第14章 新しい仕事
「なんでそんなに敬語を気にするの?」
一度はっきり聞いてやろうと思い、意を決して尋ねた。
「だって俺とあんた、同い年だし。」
「いやいや、そんなの理由にならないし。」
リョンヤン王子がハヨンと同い年なのは知っていたので、当然双子のリョンヘつまりリョンも同い年なのはわかる。
しかしそれだけで敬語にこだわっているようではないので、ハヨンは気になったのだ。
「俺を同等に扱ってくれる人があんたとリョンヤンくらいだからだよ。」
しかしハヨンは最初、リョンを侵入者と思っていたので、それにも少し誤解がある気がするが、黙っておくことにした。

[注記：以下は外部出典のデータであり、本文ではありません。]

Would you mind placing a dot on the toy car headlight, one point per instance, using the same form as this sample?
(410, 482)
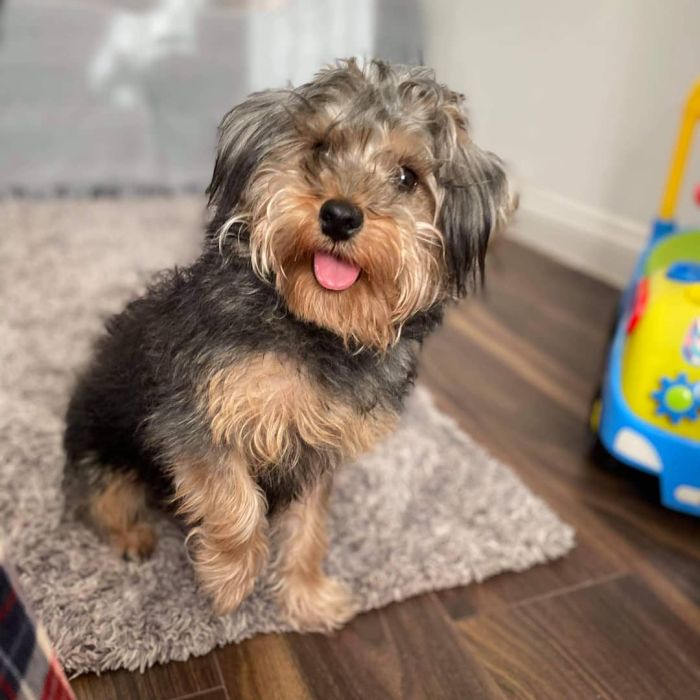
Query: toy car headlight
(635, 447)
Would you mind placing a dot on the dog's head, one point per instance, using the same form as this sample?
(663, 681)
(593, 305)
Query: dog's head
(359, 195)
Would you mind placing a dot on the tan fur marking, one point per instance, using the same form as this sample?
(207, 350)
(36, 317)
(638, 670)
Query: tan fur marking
(118, 512)
(311, 600)
(265, 407)
(400, 252)
(229, 533)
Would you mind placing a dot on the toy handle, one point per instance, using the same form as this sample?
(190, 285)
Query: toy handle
(680, 156)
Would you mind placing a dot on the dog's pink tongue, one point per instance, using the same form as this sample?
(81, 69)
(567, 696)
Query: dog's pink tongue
(334, 273)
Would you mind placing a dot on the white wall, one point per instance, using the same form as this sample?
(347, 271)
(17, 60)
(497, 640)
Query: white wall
(584, 99)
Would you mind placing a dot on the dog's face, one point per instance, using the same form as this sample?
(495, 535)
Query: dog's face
(359, 195)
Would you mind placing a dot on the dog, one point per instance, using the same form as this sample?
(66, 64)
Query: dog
(343, 216)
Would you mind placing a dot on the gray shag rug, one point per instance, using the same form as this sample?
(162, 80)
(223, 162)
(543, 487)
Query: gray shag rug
(429, 509)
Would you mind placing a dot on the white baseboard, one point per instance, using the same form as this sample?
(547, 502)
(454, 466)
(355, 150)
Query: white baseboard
(591, 240)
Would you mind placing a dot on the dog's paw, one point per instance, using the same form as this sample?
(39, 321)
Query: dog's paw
(323, 605)
(135, 543)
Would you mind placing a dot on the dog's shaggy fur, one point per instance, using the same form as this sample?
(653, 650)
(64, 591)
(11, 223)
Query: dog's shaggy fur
(234, 388)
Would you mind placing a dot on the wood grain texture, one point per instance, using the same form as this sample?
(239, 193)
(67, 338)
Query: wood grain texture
(618, 618)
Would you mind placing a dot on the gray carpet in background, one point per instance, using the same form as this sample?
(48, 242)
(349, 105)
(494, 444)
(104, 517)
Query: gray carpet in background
(429, 509)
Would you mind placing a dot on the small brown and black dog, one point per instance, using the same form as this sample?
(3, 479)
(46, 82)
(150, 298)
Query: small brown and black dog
(344, 215)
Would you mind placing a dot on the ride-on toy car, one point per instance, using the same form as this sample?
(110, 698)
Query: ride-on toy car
(647, 414)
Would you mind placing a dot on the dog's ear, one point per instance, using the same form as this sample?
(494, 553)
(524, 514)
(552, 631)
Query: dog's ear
(476, 201)
(246, 135)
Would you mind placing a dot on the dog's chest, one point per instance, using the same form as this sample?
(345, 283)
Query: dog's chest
(270, 410)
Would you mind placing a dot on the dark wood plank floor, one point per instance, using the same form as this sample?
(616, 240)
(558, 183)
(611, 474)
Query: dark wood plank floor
(618, 618)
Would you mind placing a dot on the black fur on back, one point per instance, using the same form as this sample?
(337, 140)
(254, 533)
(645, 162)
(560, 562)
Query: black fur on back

「でも、リョンの姿なら町の人達は同等に扱ってくれたんじゃない?」
「いや町の人でも同世代では、女は恋人になれって迫ってきて、男はそんな俺を見て煙たがってるんだよなぁ。他の世代とは上手くいくんだけど。同世代で俺の中身をちゃんと見てくれる人はいるのかなってうんざりしててさ。」
リョンがぽつりと呟いた言葉に、何かリョンの心の奥底がかいまみえた気がした。
(…まぁ、女の子に人気が出るのはしょうがないよね…)
王族の王子の中でも一番女官達に人気があるのがリョンヤンとリョンヘだ。二人は顔の大部分は似ているが、あとは美しいか、凛々しいかという違いで人気が分かれる位だろう。
(それにしても町でも人気あるんだ。別にもてようとはしてないみたいだけどな…。もしして天性のたらしだったりして…。)
ハヨンは一人で納得していた。
「まあ、そんなこんなで俺の中身を見てくれているあんたとはもっと仲良くなりたいんだ。それに友達と敬語だとなんか変だろう?」
相違って笑ってみせた彼の顔を見て、ハヨンは彼が人気の理由への確信をますます深めたのだった。